In recognition of the innumerable sacrifices and invaluable services rendered by government employees who, as the law itself states, have spent the best years of their lives serving the government and the public, Republic Act (RA) 10154 was enacted in 2011 with the primary purpose of ensuring the timely and expeditious release of the retirement pay, pensions, gratuities and other benefits of all retiring employees of the government.
To implement this policy, the law mandates the release of the retirement benefits of government employees within specified periods of time, which if violated would subject erring public officers and employees to possible administrative responsibility. In general, retiring government employees are entitled to receive the retirement pay, pensions, gratuities and other benefits within a period of thirty (30) days from the date of the actual retirement (Sec. 2, RA 10154). The 30-day period, however, is subject to the condition that the retiring employee has submitted all requirements to the concerned government agency at least ninety (90) days prior to the effective date of retirement in order to give the agency reasonable time to process the application for retirement.

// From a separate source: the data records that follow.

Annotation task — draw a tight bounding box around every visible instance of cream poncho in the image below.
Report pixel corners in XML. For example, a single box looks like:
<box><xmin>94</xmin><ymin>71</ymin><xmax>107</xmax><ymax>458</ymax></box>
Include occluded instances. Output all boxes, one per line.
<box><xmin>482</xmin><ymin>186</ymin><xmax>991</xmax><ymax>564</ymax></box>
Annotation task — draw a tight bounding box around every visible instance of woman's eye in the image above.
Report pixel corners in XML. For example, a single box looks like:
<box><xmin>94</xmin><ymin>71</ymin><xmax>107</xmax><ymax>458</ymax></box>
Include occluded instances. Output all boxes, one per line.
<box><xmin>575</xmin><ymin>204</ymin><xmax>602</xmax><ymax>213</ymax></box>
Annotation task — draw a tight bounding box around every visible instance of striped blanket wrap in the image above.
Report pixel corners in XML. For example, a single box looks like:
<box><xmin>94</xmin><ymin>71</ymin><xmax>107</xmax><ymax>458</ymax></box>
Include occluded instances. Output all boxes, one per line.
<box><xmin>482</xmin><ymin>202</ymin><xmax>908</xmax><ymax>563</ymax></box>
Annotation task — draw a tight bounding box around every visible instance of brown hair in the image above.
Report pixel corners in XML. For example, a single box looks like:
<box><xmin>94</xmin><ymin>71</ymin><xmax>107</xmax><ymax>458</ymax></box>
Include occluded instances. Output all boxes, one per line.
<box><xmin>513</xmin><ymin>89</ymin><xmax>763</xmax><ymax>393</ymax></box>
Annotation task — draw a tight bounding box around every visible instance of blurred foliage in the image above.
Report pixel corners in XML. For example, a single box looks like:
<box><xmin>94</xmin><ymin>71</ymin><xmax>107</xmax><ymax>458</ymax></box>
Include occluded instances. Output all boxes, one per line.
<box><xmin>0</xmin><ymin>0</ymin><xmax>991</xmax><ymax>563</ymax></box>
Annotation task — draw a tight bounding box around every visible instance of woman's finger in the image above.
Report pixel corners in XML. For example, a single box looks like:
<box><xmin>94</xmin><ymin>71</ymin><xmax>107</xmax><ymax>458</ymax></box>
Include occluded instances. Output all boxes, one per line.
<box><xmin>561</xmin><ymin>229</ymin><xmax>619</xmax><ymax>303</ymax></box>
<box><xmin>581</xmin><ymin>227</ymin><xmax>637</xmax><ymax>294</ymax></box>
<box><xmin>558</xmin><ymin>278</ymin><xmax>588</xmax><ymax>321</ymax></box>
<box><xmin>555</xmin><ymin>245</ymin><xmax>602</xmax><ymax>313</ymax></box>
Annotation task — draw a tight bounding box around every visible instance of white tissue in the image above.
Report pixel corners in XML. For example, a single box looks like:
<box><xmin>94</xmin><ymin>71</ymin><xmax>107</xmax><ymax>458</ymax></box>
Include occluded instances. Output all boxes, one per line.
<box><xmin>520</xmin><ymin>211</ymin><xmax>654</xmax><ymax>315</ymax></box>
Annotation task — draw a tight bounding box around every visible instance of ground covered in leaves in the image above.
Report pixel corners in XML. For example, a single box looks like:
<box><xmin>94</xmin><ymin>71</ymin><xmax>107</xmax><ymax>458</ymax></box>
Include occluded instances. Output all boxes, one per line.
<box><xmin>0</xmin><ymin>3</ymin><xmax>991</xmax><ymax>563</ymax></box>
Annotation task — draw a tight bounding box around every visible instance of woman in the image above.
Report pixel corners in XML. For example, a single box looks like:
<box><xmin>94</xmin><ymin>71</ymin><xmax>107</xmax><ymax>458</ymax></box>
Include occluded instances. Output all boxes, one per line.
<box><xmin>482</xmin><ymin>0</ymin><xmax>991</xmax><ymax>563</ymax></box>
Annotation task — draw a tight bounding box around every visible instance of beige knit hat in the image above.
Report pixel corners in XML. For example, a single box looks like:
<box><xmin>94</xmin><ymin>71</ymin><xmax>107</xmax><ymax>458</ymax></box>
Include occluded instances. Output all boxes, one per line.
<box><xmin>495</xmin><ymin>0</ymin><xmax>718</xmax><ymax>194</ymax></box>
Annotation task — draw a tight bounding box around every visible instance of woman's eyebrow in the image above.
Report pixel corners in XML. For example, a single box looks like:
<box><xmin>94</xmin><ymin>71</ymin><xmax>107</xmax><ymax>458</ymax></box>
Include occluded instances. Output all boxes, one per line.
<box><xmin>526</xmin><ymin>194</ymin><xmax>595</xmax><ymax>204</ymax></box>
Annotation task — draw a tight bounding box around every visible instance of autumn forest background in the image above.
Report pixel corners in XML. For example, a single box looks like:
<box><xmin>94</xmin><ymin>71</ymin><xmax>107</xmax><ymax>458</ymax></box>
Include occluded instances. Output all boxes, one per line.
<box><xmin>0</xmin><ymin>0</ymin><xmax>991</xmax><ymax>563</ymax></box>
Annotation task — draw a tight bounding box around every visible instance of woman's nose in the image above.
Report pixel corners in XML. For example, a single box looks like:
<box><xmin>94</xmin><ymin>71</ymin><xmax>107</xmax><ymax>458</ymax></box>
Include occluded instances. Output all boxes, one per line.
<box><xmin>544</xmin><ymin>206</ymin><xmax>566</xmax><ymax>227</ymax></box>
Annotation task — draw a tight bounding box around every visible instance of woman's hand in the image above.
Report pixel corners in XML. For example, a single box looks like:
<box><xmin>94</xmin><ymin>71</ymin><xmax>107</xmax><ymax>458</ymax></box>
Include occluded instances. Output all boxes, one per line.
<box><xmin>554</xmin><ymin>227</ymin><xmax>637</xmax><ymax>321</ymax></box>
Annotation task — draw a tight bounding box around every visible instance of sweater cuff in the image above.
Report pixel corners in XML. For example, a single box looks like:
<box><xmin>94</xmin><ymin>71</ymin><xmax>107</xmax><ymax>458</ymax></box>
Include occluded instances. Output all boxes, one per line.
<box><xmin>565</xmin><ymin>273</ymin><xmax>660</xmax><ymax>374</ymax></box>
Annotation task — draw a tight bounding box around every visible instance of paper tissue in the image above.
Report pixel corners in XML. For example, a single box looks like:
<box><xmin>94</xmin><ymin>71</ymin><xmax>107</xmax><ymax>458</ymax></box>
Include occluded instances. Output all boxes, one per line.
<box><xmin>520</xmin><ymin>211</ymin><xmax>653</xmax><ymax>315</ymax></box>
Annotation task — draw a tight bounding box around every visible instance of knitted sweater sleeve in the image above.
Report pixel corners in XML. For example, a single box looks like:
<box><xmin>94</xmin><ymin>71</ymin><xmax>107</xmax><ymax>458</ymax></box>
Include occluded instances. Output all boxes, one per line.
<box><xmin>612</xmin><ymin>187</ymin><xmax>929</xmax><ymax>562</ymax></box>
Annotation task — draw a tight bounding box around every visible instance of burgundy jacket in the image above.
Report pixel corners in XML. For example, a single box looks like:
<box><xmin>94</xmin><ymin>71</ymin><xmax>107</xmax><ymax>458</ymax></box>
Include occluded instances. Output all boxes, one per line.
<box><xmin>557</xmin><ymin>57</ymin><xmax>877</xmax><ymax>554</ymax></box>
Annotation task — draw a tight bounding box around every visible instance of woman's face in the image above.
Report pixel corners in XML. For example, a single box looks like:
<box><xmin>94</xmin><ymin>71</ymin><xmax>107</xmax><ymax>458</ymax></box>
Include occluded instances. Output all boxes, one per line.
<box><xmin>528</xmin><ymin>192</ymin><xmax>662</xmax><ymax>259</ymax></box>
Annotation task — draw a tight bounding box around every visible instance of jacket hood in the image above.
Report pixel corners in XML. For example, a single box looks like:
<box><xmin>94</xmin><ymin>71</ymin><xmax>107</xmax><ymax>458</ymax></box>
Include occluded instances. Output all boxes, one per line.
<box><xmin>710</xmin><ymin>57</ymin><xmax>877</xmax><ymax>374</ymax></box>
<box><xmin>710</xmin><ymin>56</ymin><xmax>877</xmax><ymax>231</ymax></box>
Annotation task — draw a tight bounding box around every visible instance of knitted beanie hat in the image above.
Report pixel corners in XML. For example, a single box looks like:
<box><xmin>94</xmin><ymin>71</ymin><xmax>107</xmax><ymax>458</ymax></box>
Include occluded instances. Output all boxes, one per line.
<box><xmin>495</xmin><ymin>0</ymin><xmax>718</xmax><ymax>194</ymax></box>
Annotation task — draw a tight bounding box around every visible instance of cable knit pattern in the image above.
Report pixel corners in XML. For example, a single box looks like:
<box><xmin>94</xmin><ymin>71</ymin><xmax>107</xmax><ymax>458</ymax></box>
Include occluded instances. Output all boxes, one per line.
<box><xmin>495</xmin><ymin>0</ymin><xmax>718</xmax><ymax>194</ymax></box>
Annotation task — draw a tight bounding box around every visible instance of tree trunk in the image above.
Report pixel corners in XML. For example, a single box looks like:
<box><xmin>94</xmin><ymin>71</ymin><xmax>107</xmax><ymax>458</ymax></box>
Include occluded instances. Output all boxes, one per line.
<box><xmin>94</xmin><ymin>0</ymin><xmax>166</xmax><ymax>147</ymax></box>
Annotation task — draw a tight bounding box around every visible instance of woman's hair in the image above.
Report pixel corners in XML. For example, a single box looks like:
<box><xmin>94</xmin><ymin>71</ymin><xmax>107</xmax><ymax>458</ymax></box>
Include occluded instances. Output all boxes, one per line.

The guarantee of expeditious release of retirement benefits is even accorded to those government employees who are under investigation albeit under a different rule. Under the law, if the retiring government employee has pending cases and the retirement benefits are being lawfully withheld due to possible pecuniary liability, the case should be terminated and/or resolved within a period of three (3) months from the date of retirement of the concerned employee. In case the concerned agency fails to terminate and/or resolve the case within the said period without any justifiable reason, the retirement benefits due to the employee should be immediately released to him or her without prejudice to the ultimate resolution of the case (Sec. 3, RA 10154). An example of justifiable reason is if the delay is deliberately caused by the retiring employee.
As mentioned, failure of public officials and employees to comply with the above- mentioned provisions can be used as a ground to file an administrative disciplinary action against the erring public officers or employees. If it is established that the failure or refusal to release the retirement benefits due to a retiring government employee within the prescribed periods is unjustified, the concerned public officer or employee can be penalized with suspension from the service without pay from six (6) months to one (1) year at the discretion of the disciplining authority (Sec. 5, RA 10154).
These rights and remedies are available to government employees working for the branches, agencies and/or instrumentalities of the government, including government-owned and/or controlled corporations (GOCCs), except those in the Armed Forces of the Philippines, and is applicable both to applications for compulsory retirement and optional or early retirement (Sec. 4, RA 10154).
In your case, one year has lapsed since you retired but you still have not received your retirement benefits. If you have complied with all the requirements, then you have the right to demand the release of your retirement benefits and file a complaint, if necessary, to enforce such right.
We hope that we were able to enlighten you on the matter. Please be reminded that this advice is based solely on the facts you have narrated and our appreciation of the same. Our opinion may vary when other facts are changed or elaborated.